Cream Of Zucchini And Tomato Soup - Cook Republic


  • Author: Sneh
  • Prep Time: 5 minutes
  • Cook Time: 30 minutes
  • Total Time: 35 minutes
  • Yield: 2 1x
  • Category: Soup, Lunch, Light Meal
  • Cuisine: Italian, Vegan, Gluten Free, Vegetarian
  • Diet: Vegan


  • 1 tablespoon extra-virgin olive oil
  • 2 small bay leaves
  • 2 garlic cloves
  • 1 brown onion, chopped
  • 3 large tomatoes, chopped
  • 1 large zucchini, chopped
  • ½ teaspoon dried thyme
  • ½ teaspoon dried oregano
  • 250 ml vegetable stock
  • Sea salt flakes and black pepper, to taste
  • Extra virgin olive oil, balsamic vinegar, crusty bread – to serve


  1. Sauté bay leaves, garlic cloves and onion in the olive oil in a large heavy-bottomed saucepan on medium heat.
  2. When the onion start browning and turn soft, add the tomato, zucchini, thyme and oregano. Toss and cook on medium for 3-4 minutes until veggies start to gloss over.
  3. Add vegetable stock. Mix well. Cover and simmer on medium-low for approximately 20 minutes.

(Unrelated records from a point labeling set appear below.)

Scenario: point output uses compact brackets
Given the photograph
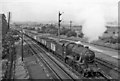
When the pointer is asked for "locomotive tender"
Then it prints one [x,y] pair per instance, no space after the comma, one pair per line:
[79,57]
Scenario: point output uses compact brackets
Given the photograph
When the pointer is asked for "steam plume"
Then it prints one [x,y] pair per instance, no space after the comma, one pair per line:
[94,23]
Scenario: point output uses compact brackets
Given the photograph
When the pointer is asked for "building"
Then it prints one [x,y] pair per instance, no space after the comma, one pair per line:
[111,32]
[3,25]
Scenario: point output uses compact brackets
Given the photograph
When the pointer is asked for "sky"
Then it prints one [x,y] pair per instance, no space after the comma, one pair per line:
[47,10]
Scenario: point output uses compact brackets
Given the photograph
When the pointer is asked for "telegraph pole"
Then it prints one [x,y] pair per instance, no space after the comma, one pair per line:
[8,21]
[22,45]
[70,25]
[59,20]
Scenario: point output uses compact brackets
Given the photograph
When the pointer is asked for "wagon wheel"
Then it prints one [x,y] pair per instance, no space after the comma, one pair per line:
[80,70]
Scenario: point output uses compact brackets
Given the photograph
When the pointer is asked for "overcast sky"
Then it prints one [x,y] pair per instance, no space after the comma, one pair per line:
[47,10]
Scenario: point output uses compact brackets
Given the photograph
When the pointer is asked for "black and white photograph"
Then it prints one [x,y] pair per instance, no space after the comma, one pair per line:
[60,40]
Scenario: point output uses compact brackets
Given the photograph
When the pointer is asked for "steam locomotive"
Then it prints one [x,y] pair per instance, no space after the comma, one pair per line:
[78,56]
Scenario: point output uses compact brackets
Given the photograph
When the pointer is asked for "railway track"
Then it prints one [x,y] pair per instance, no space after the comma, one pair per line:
[59,72]
[106,64]
[109,66]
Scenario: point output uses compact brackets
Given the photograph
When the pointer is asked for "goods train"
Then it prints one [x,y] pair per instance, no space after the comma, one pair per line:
[78,56]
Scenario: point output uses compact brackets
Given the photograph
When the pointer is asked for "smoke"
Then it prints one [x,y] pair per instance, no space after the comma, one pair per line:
[93,23]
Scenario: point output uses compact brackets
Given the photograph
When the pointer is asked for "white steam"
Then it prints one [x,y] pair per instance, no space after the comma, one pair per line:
[94,23]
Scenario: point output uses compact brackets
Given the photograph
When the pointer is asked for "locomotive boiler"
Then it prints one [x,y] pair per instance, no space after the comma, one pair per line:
[78,56]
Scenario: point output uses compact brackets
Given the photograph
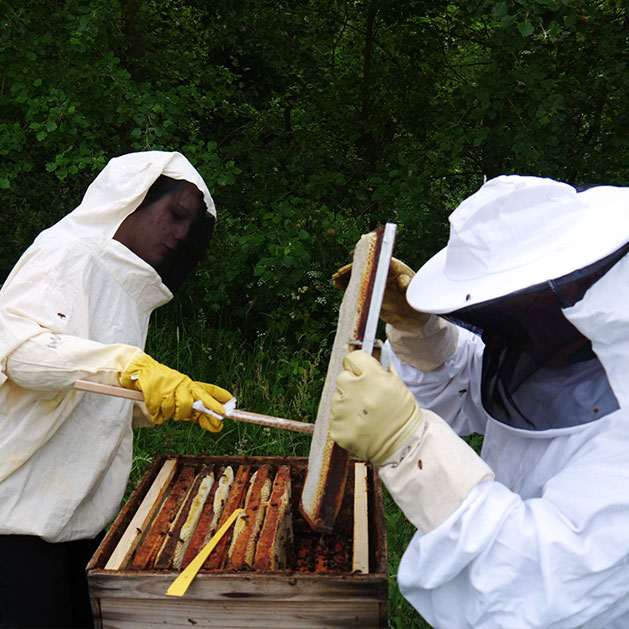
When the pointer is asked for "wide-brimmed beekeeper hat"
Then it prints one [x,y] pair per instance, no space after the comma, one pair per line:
[515,232]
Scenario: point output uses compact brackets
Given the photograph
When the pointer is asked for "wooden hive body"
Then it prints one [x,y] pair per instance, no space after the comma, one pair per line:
[241,585]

Remove from heat. Using a stick blender (or heat-proof jug blender), purée the soup until smooth.
  4. Return to the saucepan. Season with salt and pepper. Add more stock if too thick. Gently heat for a few minutes until warmed throughout. Serve hot with a drizzle of extra virgin olive oil, balsamic vinegar and crusty bread on the side.
  5. Soup can be cooled completely and frozen in freezer safe containers for 2-3 weeks. Cooled soup will keep well in a glass jar/container in the fridge for up to 3 days.